Natali Barger Ramez Daniel
Technion, Israel

In natural biological systems, signal processing and decision making is an integrative framework that includes regulation of gene expression and metabolic pathways. Metabolic engineering for computation has been rarely demonstrated in the framework of synthetic biology. However, given that there is often unwanted crosstalk amongst synthetic genetic devices, a lack of orthogonal genetic devices and cellular resource limitations, it may be challenging to scale biological systems based only on gene networks to the level needed for complex computations in living cells. To overcome this challenge we integrate genetic and metabolic circuits of bacterial bioluminescent reaction (the luxABCDE cassette) to create an artificial framework that performs complex computation in living cells with fewer components and resources.

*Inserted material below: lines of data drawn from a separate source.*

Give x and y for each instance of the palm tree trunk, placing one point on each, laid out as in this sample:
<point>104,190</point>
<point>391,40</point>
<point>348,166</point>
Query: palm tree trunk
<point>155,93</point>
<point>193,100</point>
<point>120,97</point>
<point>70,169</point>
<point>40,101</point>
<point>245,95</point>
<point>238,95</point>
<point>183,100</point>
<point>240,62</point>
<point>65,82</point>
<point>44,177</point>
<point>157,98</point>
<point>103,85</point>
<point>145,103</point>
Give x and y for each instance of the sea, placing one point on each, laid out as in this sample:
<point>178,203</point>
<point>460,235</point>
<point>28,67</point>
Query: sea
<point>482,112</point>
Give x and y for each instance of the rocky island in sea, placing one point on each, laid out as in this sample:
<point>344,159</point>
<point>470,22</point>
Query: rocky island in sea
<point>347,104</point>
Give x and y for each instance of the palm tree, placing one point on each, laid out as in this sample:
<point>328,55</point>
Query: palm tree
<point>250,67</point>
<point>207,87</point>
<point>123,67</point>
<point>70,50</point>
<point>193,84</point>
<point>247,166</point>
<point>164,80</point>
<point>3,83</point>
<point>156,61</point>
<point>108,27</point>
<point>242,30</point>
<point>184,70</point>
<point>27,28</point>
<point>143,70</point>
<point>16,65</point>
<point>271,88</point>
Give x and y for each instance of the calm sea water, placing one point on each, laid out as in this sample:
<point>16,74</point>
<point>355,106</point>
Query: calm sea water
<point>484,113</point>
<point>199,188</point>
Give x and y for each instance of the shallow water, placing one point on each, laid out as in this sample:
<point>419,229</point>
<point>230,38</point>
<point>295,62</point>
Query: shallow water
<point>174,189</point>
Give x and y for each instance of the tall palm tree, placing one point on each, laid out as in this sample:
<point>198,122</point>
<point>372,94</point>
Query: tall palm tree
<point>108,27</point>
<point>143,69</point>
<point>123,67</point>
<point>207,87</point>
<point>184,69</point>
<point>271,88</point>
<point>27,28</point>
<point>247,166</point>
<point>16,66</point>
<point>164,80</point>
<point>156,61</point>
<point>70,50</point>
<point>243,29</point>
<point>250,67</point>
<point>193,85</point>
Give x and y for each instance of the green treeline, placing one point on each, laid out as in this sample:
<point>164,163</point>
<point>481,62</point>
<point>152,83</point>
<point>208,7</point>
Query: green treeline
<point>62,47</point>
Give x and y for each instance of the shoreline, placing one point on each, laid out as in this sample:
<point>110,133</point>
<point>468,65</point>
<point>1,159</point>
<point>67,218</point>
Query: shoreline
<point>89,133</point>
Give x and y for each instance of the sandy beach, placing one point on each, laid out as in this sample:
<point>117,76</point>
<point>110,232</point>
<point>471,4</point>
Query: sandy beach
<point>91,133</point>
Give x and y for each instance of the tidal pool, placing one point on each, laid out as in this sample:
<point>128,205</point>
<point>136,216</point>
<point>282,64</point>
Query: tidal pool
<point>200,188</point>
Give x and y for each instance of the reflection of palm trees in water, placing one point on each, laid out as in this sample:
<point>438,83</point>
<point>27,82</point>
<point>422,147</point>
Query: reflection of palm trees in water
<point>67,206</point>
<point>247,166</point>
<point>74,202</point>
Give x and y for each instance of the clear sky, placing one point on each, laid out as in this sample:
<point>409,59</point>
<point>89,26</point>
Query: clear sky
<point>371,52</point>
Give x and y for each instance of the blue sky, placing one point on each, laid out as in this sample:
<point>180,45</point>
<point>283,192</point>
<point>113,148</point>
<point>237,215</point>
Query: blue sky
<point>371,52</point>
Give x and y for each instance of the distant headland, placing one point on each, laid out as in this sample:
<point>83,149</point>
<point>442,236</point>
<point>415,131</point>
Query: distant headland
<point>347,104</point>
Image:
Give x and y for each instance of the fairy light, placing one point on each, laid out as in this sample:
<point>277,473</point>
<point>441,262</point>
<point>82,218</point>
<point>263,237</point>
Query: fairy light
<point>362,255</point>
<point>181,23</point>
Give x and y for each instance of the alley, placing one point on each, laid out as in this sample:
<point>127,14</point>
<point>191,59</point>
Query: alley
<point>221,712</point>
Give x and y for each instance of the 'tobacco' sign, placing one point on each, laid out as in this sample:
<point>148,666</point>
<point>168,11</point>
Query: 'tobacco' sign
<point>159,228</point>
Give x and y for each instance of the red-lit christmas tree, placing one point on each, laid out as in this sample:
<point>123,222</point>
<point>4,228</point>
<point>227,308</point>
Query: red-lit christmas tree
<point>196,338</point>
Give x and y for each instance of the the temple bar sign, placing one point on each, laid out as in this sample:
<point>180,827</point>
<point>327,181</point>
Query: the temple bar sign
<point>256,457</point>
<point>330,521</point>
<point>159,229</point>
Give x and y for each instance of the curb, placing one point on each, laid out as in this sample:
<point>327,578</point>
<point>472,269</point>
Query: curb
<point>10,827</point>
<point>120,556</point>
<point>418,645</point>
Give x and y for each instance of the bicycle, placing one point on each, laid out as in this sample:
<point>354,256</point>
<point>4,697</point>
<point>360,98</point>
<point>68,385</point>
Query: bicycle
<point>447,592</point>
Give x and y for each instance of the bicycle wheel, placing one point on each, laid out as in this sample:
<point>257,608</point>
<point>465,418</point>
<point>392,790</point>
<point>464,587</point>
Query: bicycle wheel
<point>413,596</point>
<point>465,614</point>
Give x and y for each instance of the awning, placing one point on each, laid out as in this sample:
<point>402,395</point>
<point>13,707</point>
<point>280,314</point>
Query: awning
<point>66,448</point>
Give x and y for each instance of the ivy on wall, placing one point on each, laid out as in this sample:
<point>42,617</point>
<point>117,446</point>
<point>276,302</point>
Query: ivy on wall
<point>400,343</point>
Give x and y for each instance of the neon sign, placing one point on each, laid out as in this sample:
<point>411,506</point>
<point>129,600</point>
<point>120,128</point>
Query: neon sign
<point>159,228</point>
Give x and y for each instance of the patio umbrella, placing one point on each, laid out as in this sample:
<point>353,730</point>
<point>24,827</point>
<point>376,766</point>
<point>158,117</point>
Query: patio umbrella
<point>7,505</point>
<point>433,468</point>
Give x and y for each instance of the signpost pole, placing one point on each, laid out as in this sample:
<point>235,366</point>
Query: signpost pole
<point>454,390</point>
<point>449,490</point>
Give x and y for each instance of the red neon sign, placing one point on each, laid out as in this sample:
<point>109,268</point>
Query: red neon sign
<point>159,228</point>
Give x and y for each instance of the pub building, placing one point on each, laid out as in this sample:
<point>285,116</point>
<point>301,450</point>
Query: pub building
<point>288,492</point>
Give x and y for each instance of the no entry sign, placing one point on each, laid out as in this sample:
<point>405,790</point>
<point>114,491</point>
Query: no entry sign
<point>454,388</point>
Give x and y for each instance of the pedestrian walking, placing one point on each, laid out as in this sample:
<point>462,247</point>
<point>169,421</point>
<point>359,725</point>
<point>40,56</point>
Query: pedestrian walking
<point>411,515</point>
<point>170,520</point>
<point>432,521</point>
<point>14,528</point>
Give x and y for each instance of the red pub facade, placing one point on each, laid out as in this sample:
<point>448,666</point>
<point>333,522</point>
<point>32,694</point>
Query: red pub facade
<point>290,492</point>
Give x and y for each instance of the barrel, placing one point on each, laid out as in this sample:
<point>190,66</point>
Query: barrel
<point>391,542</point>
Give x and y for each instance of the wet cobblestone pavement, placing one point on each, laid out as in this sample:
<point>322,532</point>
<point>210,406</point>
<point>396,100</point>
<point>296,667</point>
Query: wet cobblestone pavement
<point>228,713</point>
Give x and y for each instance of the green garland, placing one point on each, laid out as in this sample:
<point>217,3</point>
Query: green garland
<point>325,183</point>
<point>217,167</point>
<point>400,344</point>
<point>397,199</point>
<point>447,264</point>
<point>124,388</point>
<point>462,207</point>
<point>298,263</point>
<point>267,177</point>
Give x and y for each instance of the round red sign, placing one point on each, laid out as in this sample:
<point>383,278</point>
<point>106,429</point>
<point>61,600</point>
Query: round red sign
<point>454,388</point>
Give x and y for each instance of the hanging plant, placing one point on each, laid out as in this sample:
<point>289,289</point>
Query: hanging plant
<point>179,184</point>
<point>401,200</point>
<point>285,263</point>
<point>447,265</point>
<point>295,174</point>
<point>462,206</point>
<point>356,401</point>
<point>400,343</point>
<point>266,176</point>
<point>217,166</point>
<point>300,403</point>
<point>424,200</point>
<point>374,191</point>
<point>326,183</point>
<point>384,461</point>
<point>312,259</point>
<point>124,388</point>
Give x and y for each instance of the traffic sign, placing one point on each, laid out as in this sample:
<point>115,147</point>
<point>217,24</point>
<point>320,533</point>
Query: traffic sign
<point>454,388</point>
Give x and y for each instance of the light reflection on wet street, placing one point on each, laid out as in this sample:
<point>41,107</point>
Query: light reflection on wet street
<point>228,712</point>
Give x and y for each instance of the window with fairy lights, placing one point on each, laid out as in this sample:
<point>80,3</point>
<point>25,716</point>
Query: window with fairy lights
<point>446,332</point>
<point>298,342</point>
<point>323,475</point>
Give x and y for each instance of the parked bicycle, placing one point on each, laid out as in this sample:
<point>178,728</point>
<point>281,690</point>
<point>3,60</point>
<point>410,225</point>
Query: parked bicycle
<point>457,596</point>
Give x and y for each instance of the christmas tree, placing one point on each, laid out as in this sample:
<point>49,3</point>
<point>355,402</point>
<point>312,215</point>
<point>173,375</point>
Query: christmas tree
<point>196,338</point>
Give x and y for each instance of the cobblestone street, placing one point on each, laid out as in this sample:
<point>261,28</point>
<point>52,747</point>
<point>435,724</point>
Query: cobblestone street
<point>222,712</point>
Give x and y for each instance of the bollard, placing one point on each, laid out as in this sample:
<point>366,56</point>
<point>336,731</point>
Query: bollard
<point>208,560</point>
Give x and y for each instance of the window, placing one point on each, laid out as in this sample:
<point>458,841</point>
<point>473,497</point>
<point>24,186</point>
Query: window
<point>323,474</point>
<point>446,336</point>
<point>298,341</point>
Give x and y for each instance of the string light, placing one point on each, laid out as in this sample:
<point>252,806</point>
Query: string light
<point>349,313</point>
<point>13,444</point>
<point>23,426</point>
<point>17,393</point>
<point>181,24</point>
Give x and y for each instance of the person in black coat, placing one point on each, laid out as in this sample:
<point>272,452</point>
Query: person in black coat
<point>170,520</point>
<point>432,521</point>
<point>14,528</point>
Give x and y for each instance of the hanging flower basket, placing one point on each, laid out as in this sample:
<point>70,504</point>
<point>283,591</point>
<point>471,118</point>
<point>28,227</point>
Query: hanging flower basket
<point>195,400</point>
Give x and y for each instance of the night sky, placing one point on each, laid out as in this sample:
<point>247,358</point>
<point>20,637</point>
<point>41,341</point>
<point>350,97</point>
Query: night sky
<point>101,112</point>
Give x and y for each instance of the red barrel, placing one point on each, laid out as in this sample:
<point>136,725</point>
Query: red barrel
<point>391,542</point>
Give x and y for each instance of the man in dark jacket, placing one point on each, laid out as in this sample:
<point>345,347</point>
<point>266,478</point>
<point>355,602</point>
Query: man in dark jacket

First, we redesigned it by splitting the five genes in different combinations to execute sophisticated analog computational functions (e.g. find the minimum between two analog signals), logic gates (e.g. AND and XOR) and a comparator with programmable activation thresholds acting as an analog-to-digital converter. Second, we integrated the constructed synthetic gene circuits based luxABCDE cassette with environmental stress to improve the specificity of the detection error of bacterial biosensors.